There is a new appetite in many countries to pursue trade and investment as the drivers of growth and job creation. In Australia our central objective is to displace big government from the centre of economic policy and replace it with robust growth driven by the private sector.
We have also taken a series of difficult decisions to end government hand-outs to struggling enterprises, because it is not the role of government to indefinitely prop up uncompetitive business practices and delay inevitable adjustments. Rather, as a government, we are committed to playing to our strengths. And there, the stars are aligning for Australia.
A significant report was recently released by Deloitte: Positioning for prosperity – Catching the next wave.
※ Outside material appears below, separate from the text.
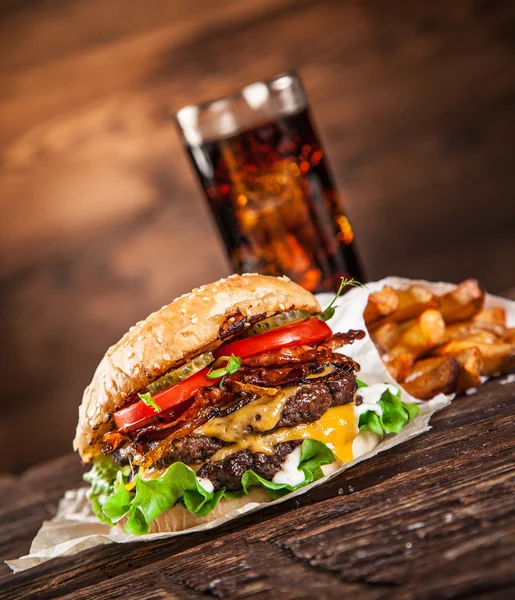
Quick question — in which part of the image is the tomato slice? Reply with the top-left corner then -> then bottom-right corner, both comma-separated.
114,319 -> 332,430
214,319 -> 333,358
114,367 -> 214,429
The key insight in this report is that Australia’s major strengths – our areas of comparative advantage – align with the major areas of projected global demand and growth in the years ahead, including gas, tourism and agribusiness.
The focus on export and investment has now shifted to the domestic consumption of an exploding middle class. In recent decades China has lifted some 500 million people out of poverty – this is something unprecedented in human history. The Chinese middle class is hurtling towards one billion within 20 years. This growth will drive extraordinary consumer demand and open up new opportunities for Australia.
This will be the century of food and water security and Australian agriculture has enormous prospects.
We have a world-class agriculture sector and an enviable reputation for ‘clean and green’ produce. Currently we help feed 60 million people per year and our exports of agricultural technology and services help feed a further 400 million.
We should be striving to double those numbers.
In 2012, we exported 90,000 tonnes of red meat to China. In 2013 we exported 265,000 tonnes. Consider the emerging demand for Western milk powder to feed the 18 million plus babies born in China alone, let alone the broader middle class Asian demand.
Our neighbours in New Zealand secured a free trade agreement (FTA) with China in 2007 – since then their dairy exports to China have grown by $2.2 billion. Meanwhile, Australia’s, in the absence of a China FTA, have grown by less than $70 million.
But now, an FTA with China seems within our grasp and anticipating this we are already seeing substantial Asian investment into the Australian dairy sector.
There is enormous scope for new investment in Australian agriculture, including joint ventures. We are seeing significant new Chinese investment to expand the iconic Ord River irrigation project in Australia’s north. There is an estimated 152,000GL in total surface water run-off in the North. Currently we only capture around 2 per cent – if we could capture and use even 6 per cent, we could feed millions more as a food bowl for Asia.
As a country we are determined to compete at the quality end in what we do, whether it is six star tourism experiences or premium quality produce.
The key message is that Australia is very much open for business. We have a range of strengths and investment opportunities that mesh well with the exploding demand of the Asia Pacific.
We are working hard to open new markets to trade through FTAs, and as a government we are committed to providing the best environment possible to invest.